Em 2022, as vendas no Dia das Crianças devem crescer 5,6% no Espírito Santo em relação ao ano passado. É a maior expectativa de crescimento do país, segundo estimativa da Confederação Nacional do Comércio de Bens, Serviços e Turismo (CNC).
O faturamento no Estado, segundo a CNC, será de R$ 240,3 milhões. São Paulo (R$ 2,617 bilhões), Minas Gerais (R$ 826,5 milhões), Rio Grande do Sul (R$ 741,1 milhões) e Rio de Janeiro (R$ 702,7 milhões) deverão responder por quase 60% do total movimentado no Brasil.
Em todo o país, a estimativa da CNC é que o volume de vendas seja de R$ 8,13 bilhões. No ano passado, o setor registrou movimentação financeira de R$ 8,39 bilhões.
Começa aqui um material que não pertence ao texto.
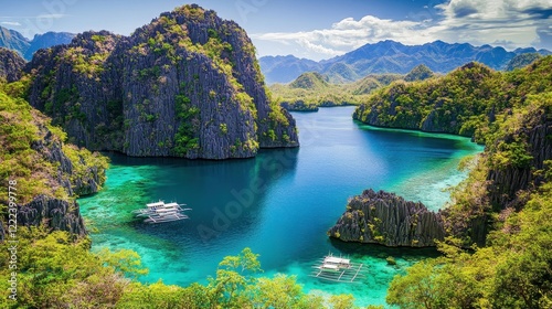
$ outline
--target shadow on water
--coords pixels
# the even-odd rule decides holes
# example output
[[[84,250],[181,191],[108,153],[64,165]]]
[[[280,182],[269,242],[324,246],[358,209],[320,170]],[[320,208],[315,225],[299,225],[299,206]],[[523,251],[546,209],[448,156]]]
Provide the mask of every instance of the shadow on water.
[[[150,202],[177,201],[192,209],[185,222],[161,226],[132,220],[127,223],[131,228],[173,244],[215,246],[256,228],[265,195],[274,182],[293,177],[297,153],[294,148],[262,150],[256,158],[223,161],[108,156],[112,164],[156,167],[155,179],[137,181],[131,184],[134,190],[127,189],[137,194],[146,190]]]
[[[434,247],[411,248],[411,247],[386,247],[378,244],[346,243],[336,238],[329,238],[336,252],[351,258],[373,256],[379,258],[402,258],[405,260],[417,260],[427,257],[438,257],[442,254]]]

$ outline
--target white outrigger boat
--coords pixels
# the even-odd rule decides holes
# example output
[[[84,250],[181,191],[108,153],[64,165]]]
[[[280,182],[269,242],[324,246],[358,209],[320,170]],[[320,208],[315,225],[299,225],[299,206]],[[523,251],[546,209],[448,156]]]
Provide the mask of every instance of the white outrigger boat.
[[[179,203],[164,203],[159,201],[156,203],[146,204],[146,209],[132,211],[138,217],[146,217],[144,222],[146,223],[161,223],[171,222],[189,219],[188,215],[183,214],[184,211],[191,211],[191,209],[183,209],[185,204]]]
[[[312,266],[316,270],[310,276],[337,283],[354,283],[365,276],[368,269],[363,266],[363,264],[352,263],[349,258],[337,257],[330,253],[320,260],[319,265]]]

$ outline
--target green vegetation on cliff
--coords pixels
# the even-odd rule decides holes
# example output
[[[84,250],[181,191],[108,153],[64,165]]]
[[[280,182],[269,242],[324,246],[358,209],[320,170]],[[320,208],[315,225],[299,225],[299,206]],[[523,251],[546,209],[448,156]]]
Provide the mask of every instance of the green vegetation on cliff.
[[[245,31],[195,4],[129,36],[78,34],[36,52],[26,71],[35,77],[31,105],[91,150],[227,159],[299,145],[295,120],[269,99]]]
[[[0,200],[10,179],[18,182],[21,204],[40,194],[74,199],[99,190],[107,159],[65,143],[66,134],[23,99],[28,85],[28,77],[0,84]]]
[[[486,150],[443,213],[453,236],[438,245],[443,257],[394,278],[390,305],[552,307],[551,64],[549,56],[487,77],[503,88],[492,88],[480,102],[484,110],[495,104],[495,116],[477,128]],[[486,242],[474,245],[481,236]]]

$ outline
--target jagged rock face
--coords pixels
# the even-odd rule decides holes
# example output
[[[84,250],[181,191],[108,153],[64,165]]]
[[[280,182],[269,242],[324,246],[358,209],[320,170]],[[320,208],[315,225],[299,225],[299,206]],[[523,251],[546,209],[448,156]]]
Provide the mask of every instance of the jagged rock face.
[[[0,79],[18,81],[24,65],[25,61],[18,53],[0,47]]]
[[[245,31],[198,6],[128,38],[79,34],[39,51],[26,70],[38,74],[31,104],[88,149],[226,159],[298,146],[295,120],[269,103]]]
[[[78,34],[70,45],[39,50],[25,67],[35,75],[29,103],[62,126],[70,142],[93,150],[123,143],[123,106],[105,70],[119,40],[107,31]]]
[[[426,247],[435,246],[435,239],[443,241],[445,230],[440,213],[393,193],[370,189],[349,201],[347,211],[328,235],[344,242]]]
[[[43,138],[31,143],[31,148],[38,151],[49,162],[57,164],[57,173],[54,175],[70,196],[84,196],[98,192],[105,180],[105,170],[97,166],[87,164],[83,157],[78,158],[78,164],[85,167],[83,173],[77,174],[76,167],[63,152],[62,143],[54,138],[52,132],[44,126],[39,126]]]
[[[491,169],[487,175],[490,203],[497,210],[514,207],[519,210],[523,204],[523,194],[519,194],[533,185],[538,185],[539,177],[534,171],[544,168],[544,161],[552,160],[552,110],[539,110],[537,115],[529,115],[523,126],[516,132],[507,136],[503,141],[511,142],[521,139],[528,146],[528,153],[532,157],[526,167],[508,166],[503,169]],[[497,142],[500,142],[497,141]]]
[[[18,225],[38,226],[40,224],[76,235],[86,234],[76,202],[67,202],[46,195],[39,195],[32,202],[20,206],[18,213]]]

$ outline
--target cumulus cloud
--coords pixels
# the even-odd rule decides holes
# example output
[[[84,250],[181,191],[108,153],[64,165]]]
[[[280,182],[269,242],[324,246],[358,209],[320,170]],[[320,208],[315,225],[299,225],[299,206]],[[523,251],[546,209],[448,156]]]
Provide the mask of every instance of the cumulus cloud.
[[[347,18],[328,29],[263,33],[253,39],[298,44],[310,52],[335,56],[367,43],[394,40],[423,44],[435,40],[506,47],[534,45],[552,49],[551,0],[450,0],[434,8],[431,19],[390,20],[365,15]],[[500,44],[502,45],[502,44]]]
[[[0,24],[13,25],[13,26],[21,25],[21,23],[17,22],[17,21],[2,21],[2,22],[0,22]]]

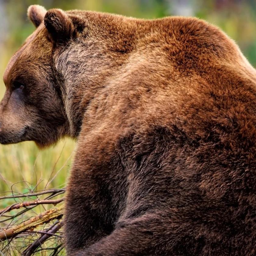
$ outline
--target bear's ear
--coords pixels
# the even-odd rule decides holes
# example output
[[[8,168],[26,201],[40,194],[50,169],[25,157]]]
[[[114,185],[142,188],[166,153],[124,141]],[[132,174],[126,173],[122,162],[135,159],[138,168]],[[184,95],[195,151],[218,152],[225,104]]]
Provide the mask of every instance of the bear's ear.
[[[27,16],[37,27],[44,20],[47,11],[44,7],[39,5],[30,5],[27,9]]]
[[[44,16],[44,22],[50,37],[55,43],[68,40],[75,34],[72,21],[62,10],[49,10]]]

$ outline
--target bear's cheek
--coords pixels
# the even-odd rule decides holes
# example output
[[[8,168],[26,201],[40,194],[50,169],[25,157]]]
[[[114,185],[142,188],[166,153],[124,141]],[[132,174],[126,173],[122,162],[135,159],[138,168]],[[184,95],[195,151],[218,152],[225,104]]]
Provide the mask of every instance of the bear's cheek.
[[[6,94],[5,95],[7,96]],[[17,95],[12,94],[4,98],[0,106],[0,143],[17,143],[25,140],[31,121],[29,111]]]

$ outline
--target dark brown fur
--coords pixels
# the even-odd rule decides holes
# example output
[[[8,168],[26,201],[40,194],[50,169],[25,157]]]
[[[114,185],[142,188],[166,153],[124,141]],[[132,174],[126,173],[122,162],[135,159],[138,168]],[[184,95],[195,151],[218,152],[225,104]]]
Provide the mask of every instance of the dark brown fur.
[[[233,42],[194,18],[37,9],[0,140],[77,139],[68,255],[255,255],[256,71]]]

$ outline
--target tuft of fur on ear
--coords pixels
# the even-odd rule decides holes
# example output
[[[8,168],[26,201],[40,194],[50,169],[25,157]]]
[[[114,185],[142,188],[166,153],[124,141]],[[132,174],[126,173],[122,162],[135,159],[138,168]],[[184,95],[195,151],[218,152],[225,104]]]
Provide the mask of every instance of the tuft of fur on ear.
[[[44,7],[41,5],[30,5],[27,9],[27,16],[37,27],[44,20],[47,12]]]
[[[59,9],[52,9],[44,16],[44,25],[50,37],[55,43],[70,39],[75,33],[71,19],[64,12]]]

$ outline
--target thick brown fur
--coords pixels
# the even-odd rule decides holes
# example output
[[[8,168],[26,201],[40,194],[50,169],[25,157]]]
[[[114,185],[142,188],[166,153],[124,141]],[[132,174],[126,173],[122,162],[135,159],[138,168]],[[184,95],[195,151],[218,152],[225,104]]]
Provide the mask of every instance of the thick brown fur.
[[[255,255],[256,71],[233,41],[194,18],[44,22],[5,74],[0,140],[77,138],[68,254]]]

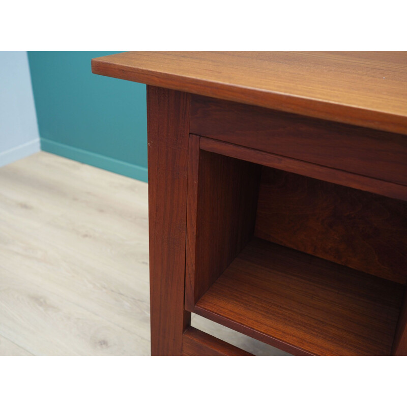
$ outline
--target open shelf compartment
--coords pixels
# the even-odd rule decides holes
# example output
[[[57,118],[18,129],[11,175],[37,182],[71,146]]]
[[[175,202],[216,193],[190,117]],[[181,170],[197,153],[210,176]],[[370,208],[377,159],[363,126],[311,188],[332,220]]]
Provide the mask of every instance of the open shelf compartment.
[[[294,355],[392,354],[407,202],[190,137],[186,309]]]
[[[195,312],[293,354],[389,355],[403,290],[254,238]]]

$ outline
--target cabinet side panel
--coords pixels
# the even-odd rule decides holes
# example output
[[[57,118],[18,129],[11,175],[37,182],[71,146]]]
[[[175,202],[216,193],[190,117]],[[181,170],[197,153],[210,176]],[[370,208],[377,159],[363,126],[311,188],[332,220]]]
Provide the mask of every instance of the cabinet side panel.
[[[194,303],[252,236],[260,170],[257,164],[200,150]]]
[[[189,95],[147,86],[151,353],[180,355],[184,310]]]

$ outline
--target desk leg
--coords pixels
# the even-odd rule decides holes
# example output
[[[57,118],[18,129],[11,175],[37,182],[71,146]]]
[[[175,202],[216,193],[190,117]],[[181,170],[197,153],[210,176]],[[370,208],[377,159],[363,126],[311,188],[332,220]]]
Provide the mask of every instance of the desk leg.
[[[181,354],[189,95],[147,86],[151,354]]]

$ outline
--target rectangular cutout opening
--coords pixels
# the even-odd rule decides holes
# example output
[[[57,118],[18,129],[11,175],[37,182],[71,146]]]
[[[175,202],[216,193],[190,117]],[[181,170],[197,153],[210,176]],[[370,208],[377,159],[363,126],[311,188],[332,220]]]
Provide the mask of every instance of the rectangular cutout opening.
[[[295,355],[391,354],[405,201],[203,150],[196,164],[187,310]]]

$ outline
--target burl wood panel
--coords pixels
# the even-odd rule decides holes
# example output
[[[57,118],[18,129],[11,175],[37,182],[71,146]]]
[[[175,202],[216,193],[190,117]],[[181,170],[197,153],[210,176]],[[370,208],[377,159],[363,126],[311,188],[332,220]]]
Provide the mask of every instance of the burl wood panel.
[[[190,132],[407,185],[407,137],[277,110],[191,96]]]
[[[199,150],[192,139],[190,165],[199,154],[199,171],[190,172],[188,183],[193,192],[188,191],[185,307],[191,311],[253,235],[261,169]]]
[[[237,346],[190,327],[182,337],[183,356],[253,356]]]
[[[390,355],[403,289],[255,238],[195,312],[294,355]]]
[[[151,354],[181,354],[189,95],[147,86]]]
[[[255,235],[406,281],[404,201],[264,167]]]

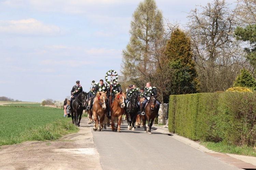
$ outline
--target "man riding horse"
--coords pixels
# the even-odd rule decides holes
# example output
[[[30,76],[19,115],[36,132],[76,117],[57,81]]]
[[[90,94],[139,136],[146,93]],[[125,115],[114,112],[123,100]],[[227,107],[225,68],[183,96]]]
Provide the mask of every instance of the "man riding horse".
[[[121,85],[119,83],[117,83],[115,81],[115,79],[113,80],[113,82],[115,83],[113,83],[112,85],[112,90],[111,92],[111,100],[112,102],[114,100],[114,98],[115,96],[115,95],[117,93],[119,92],[123,92],[122,90],[122,88],[121,88]],[[109,101],[108,102],[108,107],[107,107],[107,109],[109,109],[108,110],[108,115],[110,116],[110,115],[109,114],[109,112],[110,111],[110,86],[108,88],[107,90],[107,94],[106,97],[109,99]],[[111,103],[112,102],[111,102]]]
[[[73,100],[80,93],[83,91],[83,87],[80,85],[80,81],[77,80],[75,82],[76,84],[72,88],[71,90],[71,99],[70,99],[70,104],[68,106],[68,108],[70,109],[72,107],[72,103]]]
[[[145,100],[143,101],[143,103],[142,103],[141,107],[141,114],[142,115],[145,115],[144,109],[145,104],[149,100],[150,97],[152,96],[157,96],[157,92],[156,91],[156,87],[151,87],[151,82],[148,82],[147,83],[143,95],[143,97],[145,98]],[[158,111],[159,111],[159,108],[160,108],[160,104],[157,100],[156,101],[156,104],[157,105],[156,108],[157,111],[156,116],[159,116],[159,115],[158,115]]]
[[[98,91],[105,92],[106,91],[106,90],[107,88],[106,86],[106,85],[104,83],[104,81],[102,79],[100,80],[100,82],[97,84],[95,86],[95,87],[94,87],[94,90],[93,92],[94,94],[95,94],[95,95],[93,96],[91,98],[91,101],[92,101],[92,102],[91,102],[90,105],[88,105],[86,107],[86,109],[89,110],[91,109],[91,108],[93,106],[93,102],[92,102],[92,101],[94,101],[94,98],[95,98],[95,96],[96,96],[96,95],[97,94],[97,92],[98,92]]]
[[[132,94],[133,93],[138,93],[137,94],[139,94],[139,91],[137,88],[133,88],[133,85],[130,84],[129,85],[129,89],[126,91],[126,96],[127,98],[126,100],[125,100],[125,109],[126,112],[127,113],[128,113],[130,112],[130,111],[127,108],[127,104],[128,102],[131,100],[131,99],[132,96]],[[141,112],[139,111],[140,110],[140,102],[139,101],[137,101],[137,105],[138,107],[138,110],[139,111],[138,112],[138,115],[141,114]]]

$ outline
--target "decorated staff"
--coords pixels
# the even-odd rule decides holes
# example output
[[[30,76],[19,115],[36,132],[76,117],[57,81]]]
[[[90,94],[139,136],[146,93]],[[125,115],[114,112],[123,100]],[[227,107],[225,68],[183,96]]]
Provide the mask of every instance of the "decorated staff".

Ou seja, haverá queda de 3,1% em 2022.
Por outro lado, o avanço será de 12,8% em relação a 2020, ano da pandemia, quando o volume de vendas foi de R$ 7,44 bilhões.
Assim, segundo a CNC, o varejo chegará a terceira data comemorativa em volume de vendas mais importante do calendário (atrás apenas do Natal e do Dia das Mães) com a
circulação de consumidores já normalizada em relação ao fluxo observado nas semanas que antecederam o início da pandemia de Covid–19.
“Em meados de setembro, o fluxo de consumidores em áreas comerciais no Brasil era 5,0% maior do que em fevereiro de 2020. Às vésperas da data do ano passado, a circulação de consumidores em estabelecimentos comerciais situava–se 6,6% abaixo do período pré–pandemia”.
Segmentos
O segmento de vestuário e calçados será o destaque na data este ano, respondendo por 29% (R$ 2,44 bilhões) do volume projetado, seguido pelo ramo de eletroeletrônicos e brinquedos (27% ou R$ 2,20 bilhões). Com movimentação esperada de R$ 1,45 bilhão, perfumarias e farmácias devem registrar o maior avanço (+3,0%) em relação ao ano passado.
IPCA-15
Após atingir um pico de 12,2% no acumulado em doze meses, em maio deste ano, o IPCA–15 vem mostrando desaceleração desde então. Ainda assim, pela expectativa da CNC, o preço médio dos bens e serviços relacionados ao Dia das Crianças tende a subir 8,7% neste ano.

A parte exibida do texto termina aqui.